A resin composition containing plate-shaped alumina (A) and resin (B) as essential components. The plate-shaped alumina (A) contains silicon in the form of an atom and / or an inorganic compound. A resin composition containing plate-shaped alumina (A) and resin (B) as essential components. The plate-shaped alumina (A) contains silicon atoms and / or inorganic silicon compounds, and molybdenum atoms and / or inorganic molybdenum compounds. . The resin composition according to item 1 or item 2 of the patent application scope, wherein the plate-shaped alumina (A) is characterized by the silicon atom and / or the inorganic silicon compound being biased to exist on the surface of the plate-shaped alumina, and is borrowed.

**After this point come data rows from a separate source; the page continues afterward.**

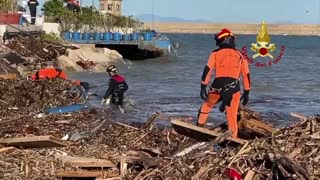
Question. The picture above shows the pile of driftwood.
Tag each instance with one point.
(121, 151)
(36, 95)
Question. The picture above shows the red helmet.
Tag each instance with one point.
(223, 34)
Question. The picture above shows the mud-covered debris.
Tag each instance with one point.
(36, 95)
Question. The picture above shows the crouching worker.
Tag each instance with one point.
(228, 64)
(117, 88)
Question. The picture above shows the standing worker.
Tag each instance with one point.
(33, 10)
(228, 64)
(117, 87)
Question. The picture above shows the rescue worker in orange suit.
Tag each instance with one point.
(117, 87)
(52, 72)
(228, 64)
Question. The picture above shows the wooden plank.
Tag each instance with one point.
(196, 132)
(249, 175)
(86, 174)
(256, 126)
(33, 142)
(82, 162)
(8, 76)
(5, 149)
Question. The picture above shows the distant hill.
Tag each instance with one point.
(149, 18)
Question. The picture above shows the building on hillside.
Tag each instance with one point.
(111, 7)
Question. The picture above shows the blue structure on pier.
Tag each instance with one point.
(145, 40)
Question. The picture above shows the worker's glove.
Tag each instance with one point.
(203, 92)
(245, 97)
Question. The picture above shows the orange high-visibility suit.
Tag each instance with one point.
(228, 64)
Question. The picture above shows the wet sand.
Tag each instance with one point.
(275, 29)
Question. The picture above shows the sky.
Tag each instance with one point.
(228, 11)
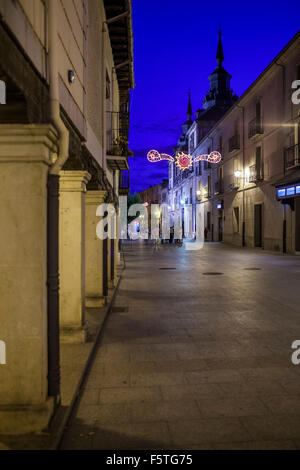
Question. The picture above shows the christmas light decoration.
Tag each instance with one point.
(213, 157)
(155, 156)
(184, 161)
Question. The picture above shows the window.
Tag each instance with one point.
(192, 142)
(258, 110)
(208, 186)
(208, 221)
(107, 86)
(2, 92)
(208, 152)
(220, 144)
(236, 219)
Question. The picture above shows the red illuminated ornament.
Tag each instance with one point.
(155, 156)
(213, 157)
(184, 161)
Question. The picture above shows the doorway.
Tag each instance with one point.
(258, 225)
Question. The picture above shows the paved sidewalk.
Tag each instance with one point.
(193, 360)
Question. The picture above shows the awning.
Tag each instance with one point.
(115, 162)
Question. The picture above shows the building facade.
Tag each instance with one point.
(66, 69)
(258, 137)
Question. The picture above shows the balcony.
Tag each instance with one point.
(292, 157)
(255, 127)
(117, 140)
(219, 187)
(234, 143)
(124, 183)
(255, 174)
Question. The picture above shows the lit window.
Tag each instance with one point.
(290, 191)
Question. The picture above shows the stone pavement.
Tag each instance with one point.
(195, 360)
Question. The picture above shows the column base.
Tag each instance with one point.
(23, 419)
(73, 335)
(94, 302)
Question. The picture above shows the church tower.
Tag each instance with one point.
(219, 94)
(182, 143)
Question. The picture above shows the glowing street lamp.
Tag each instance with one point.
(237, 173)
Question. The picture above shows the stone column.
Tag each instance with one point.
(25, 156)
(94, 251)
(72, 255)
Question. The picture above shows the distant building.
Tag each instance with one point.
(217, 101)
(157, 194)
(252, 197)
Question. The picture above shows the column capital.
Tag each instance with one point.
(32, 143)
(95, 197)
(74, 181)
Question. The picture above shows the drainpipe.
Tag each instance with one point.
(283, 113)
(53, 211)
(243, 149)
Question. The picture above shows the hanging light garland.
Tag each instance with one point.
(213, 157)
(155, 156)
(183, 160)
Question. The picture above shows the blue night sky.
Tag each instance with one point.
(175, 45)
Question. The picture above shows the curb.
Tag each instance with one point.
(65, 421)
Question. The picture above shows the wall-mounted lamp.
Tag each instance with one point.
(71, 76)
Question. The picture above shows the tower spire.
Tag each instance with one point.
(220, 55)
(189, 110)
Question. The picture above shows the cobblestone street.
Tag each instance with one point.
(196, 354)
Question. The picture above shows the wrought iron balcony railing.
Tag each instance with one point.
(219, 187)
(234, 143)
(255, 174)
(117, 131)
(292, 157)
(255, 127)
(124, 182)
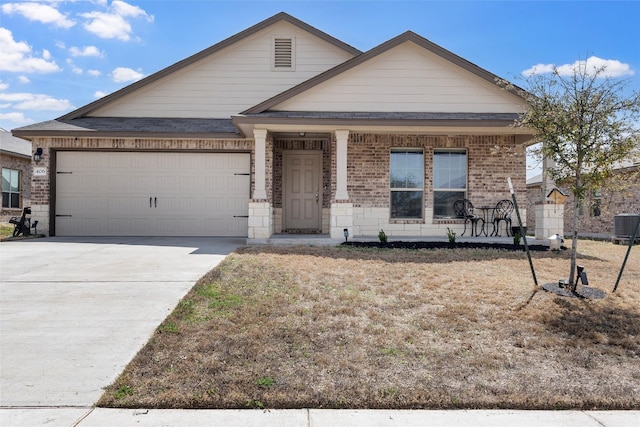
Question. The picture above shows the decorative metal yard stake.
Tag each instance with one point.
(524, 237)
(633, 239)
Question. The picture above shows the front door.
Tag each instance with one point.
(302, 188)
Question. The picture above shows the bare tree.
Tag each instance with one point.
(586, 122)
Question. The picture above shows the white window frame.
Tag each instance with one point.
(407, 189)
(9, 192)
(436, 190)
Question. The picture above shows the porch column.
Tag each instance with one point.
(342, 137)
(260, 191)
(549, 216)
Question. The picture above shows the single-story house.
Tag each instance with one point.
(282, 128)
(15, 161)
(619, 195)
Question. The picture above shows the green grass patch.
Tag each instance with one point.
(218, 299)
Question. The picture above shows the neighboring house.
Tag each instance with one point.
(15, 161)
(285, 129)
(619, 195)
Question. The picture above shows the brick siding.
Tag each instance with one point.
(24, 166)
(491, 159)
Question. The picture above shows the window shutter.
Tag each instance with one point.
(283, 53)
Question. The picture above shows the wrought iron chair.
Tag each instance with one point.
(504, 209)
(463, 208)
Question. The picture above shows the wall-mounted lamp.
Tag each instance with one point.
(37, 156)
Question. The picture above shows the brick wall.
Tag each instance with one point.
(491, 159)
(24, 166)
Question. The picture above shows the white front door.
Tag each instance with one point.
(302, 198)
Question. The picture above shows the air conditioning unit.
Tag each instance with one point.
(625, 225)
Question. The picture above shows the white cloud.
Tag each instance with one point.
(609, 67)
(85, 51)
(125, 9)
(17, 56)
(74, 68)
(123, 74)
(39, 12)
(33, 101)
(113, 23)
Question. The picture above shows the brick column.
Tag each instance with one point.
(260, 191)
(342, 137)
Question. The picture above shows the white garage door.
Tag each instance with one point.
(152, 194)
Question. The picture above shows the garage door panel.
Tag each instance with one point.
(148, 194)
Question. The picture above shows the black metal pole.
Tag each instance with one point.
(524, 237)
(633, 239)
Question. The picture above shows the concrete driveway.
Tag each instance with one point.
(74, 311)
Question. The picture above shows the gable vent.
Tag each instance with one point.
(283, 53)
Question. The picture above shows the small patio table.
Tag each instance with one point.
(488, 213)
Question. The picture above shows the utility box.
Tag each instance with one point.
(625, 224)
(555, 242)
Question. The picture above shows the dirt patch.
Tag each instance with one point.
(445, 245)
(348, 327)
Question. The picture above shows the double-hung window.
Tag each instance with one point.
(407, 183)
(10, 188)
(449, 181)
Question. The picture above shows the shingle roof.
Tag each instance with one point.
(15, 146)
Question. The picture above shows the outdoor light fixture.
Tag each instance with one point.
(37, 155)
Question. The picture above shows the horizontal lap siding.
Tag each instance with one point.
(230, 80)
(406, 78)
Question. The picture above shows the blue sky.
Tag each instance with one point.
(56, 56)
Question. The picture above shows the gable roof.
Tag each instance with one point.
(13, 146)
(408, 36)
(282, 16)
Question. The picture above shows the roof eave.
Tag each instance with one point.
(29, 134)
(436, 127)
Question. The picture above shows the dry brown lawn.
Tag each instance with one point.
(342, 327)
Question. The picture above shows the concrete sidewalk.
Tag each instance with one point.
(315, 418)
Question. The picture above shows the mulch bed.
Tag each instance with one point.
(444, 245)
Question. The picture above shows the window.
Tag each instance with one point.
(283, 53)
(407, 183)
(449, 181)
(10, 188)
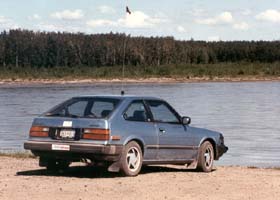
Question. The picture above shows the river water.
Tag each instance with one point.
(247, 113)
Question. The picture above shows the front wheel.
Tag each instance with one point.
(206, 157)
(131, 159)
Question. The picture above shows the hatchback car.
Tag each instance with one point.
(123, 133)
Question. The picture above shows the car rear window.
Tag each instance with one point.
(85, 108)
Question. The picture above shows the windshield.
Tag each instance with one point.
(85, 108)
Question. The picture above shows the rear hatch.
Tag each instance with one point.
(70, 129)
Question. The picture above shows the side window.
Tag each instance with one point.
(161, 112)
(78, 108)
(102, 109)
(136, 112)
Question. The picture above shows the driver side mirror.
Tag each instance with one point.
(186, 120)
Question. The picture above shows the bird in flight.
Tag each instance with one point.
(127, 10)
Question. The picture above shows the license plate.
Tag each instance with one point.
(67, 134)
(60, 147)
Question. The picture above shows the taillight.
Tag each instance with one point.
(39, 131)
(96, 134)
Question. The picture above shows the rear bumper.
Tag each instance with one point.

Plate-shaped alumina having a ratio [Si] / [Al] of silicon concentration to aluminum concentration measured by X-ray photoelectron spectroscopy (XPS) of 2.0% to 50.0%. The resin composition according to any one of claims 1 to 3, wherein the plate-shaped alumina (A) is a plate-shaped alumina having a contact angle with water of 30 to 80 degrees. The resin composition according to any one of claims 1 to 4, in which the resin (B) is a thermoplastic resin. A formed article is formed by molding the resin composition according to any one of claims 1 to 5 of the scope of patent application. The formed body according to item 6 of the patent application scope, which is a heat dissipation member.